The media has played an important role in awakening women who earlier thought that it was something wrong with their periods after seeing advertisements of sanitary pads showing blue stain. Always, a brand of sanitary napkins, in 2011, for the first time showed red mark, which followed several celebrities like Courtney Cox, advertising tampons and menstrual cups, a break-through in educating women about menstrual hygiene. The anatomy of the vagina is such that, it has high absorbance due to which the pH of the organ has altered, making it a ground for pathogenic bacteria. The only problem associated with tampons is that it has high chances of infection and therefore needs to be changed within a few hours. The same goes for menstrual pads and menstrual cups that need to be changed frequently and washed with water and soap to avoid infection. Thus, to avoid, the risk of cervical cancer and to sustain healthy womanhood, menstrual hygiene is not something we can be naive.

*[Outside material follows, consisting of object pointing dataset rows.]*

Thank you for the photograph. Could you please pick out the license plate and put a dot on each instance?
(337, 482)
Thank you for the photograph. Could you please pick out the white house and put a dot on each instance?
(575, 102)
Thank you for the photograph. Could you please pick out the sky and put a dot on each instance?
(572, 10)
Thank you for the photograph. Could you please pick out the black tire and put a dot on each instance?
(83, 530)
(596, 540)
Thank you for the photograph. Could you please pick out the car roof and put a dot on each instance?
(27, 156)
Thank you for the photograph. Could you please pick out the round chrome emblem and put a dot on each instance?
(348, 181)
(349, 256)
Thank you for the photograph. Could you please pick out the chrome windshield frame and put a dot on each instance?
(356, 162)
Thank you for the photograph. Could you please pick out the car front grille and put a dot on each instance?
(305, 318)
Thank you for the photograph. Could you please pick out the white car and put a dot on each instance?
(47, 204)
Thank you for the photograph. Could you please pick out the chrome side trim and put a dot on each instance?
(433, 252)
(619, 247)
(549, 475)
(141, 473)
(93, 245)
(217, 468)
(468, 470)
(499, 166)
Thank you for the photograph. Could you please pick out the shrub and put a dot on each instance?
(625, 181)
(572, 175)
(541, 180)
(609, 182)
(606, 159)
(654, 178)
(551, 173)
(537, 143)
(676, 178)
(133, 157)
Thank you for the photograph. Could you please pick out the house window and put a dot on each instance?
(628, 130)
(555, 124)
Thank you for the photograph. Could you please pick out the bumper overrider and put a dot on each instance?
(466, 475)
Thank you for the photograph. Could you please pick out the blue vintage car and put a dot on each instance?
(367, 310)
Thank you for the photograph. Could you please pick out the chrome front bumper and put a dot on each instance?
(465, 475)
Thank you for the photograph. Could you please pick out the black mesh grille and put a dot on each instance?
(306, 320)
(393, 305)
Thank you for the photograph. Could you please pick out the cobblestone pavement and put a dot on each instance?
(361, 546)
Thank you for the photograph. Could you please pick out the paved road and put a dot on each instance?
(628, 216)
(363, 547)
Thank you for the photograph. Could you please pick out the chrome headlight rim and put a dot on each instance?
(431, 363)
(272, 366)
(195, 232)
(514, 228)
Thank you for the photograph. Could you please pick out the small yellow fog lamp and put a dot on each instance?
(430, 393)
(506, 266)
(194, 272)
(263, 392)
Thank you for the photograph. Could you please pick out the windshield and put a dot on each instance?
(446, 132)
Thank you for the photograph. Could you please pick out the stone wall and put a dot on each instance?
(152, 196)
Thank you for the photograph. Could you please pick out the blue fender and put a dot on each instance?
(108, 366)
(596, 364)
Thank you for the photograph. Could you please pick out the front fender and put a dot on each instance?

The last speaker for the seminar Riya Jain, Co-founder of The Whatup Foundation, talked about PMS- Pre Menstrual Syndrome, a commonly used term for irritability and mood swings associated with periods. A typical PMS would cause sudden crying spells to rage to being normal in just fifteen minutes. However, there’s a limit to what we can call PMS. At times we tend to ignore certain serious mental illnesses, coming to our conclusions of PMSing. There are certain cases where people have felt secluded, reluctant to connect with their family, unable to express their pain because they thought nobody would understand it and nobody cares, they thought of it to be an outburst due to periods failing to understand that PMS doesn’t last for half a month. These women in future could have suicidal tendencies if the word of awareness on the subject isn’t correctly directed towards them, differentiating mental health disorders like Borderline Personality, Bipolar Disorder, Schizophrenia from an ordinary PMS.
There are certain places where the first time a girl gets her period is celebrated in a way no less than a marriage, but there is a much bigger world where the unnecessary discomfort is a root cause for various violations of the rights that women should enjoy. While there is a part that has evolved and swept away all the irrationality, there is still a part that is encouraging these baseless myths and problems putting on a pedestal the school of thought that needs to be abandoned.